In Auto

Retirement opens a door for many to travel the world, spend more time with family and friends, or to simply take in ones surroundings and enjoy the simplicity of life. Because of the nature of car insurance, what most people don’t realize is that a change in lifestyle can alter the “life” of your car insurance.

A car insurance policy is specific to the owner. It is based off a number of different factors including age, household structure, demographics and actual amount of time spent in the car.  When these factors take on a permanent change then it might be time to revisit the original policy.

It is normal to think that after retirement you will spend a lot more time in your car traveling and doing all the things you haven’t had a chance to do due to being employed. But, is this really the case? On average, a commuter can put up to 12,000 miles per year on his or her car.  Without a commute, your car will likely see a drop of 7,000 to 8,000 miles per year, which could mean a serious deduction in your coverage.  If you are planning on putting a lot of miles on your car due to relocating after retirement, it would be wise to look into the average premium cost for the area you will be relocating too.

A common goal for retirement is to have your household, including children, financially stable before you leave the work force. Once this has happened, your car insurance policy should be revisited for numerous reasons. For one, having a child move out of the house may result in a lower premium. If your children have not yet permanently moved out of the house, then they should be included on your policy. Lastly, a death or divorce of spouse should be a reason to go back and look at your current policy.

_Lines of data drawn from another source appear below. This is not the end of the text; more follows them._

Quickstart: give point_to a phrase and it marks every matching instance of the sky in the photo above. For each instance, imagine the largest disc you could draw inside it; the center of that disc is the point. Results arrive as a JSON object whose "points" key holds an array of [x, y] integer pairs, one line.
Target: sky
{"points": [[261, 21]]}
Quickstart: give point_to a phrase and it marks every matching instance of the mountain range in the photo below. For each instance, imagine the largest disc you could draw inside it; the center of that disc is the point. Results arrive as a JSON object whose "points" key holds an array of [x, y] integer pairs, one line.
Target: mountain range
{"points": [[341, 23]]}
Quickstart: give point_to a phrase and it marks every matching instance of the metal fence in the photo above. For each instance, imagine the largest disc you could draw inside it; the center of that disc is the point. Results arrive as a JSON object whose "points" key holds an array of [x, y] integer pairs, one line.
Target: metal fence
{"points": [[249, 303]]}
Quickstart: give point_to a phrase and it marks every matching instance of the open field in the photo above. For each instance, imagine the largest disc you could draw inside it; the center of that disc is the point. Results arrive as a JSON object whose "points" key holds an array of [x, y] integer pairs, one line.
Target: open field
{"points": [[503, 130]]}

A key thing to consider is the actual value of your car. According to Mike Barry, vice president at the Insurance Information Institute, dropping collision coverage on an older car may be the fiscally smart action to take.

“For a 10-year old, or older, car, it doesn’t make sense to have collision coverage,” said Barry. “Wrecking a 10-year-old car might cause $4,000 in damage on a car that’s worth only $5,000 to $6,000.”

As a general rule of thumb, any changes to the “life” of your vehicle should cause you to revisit your policy and look for change. According to Barry, every driver should review his auto insurance policy once a year, regardless of age or major life changes.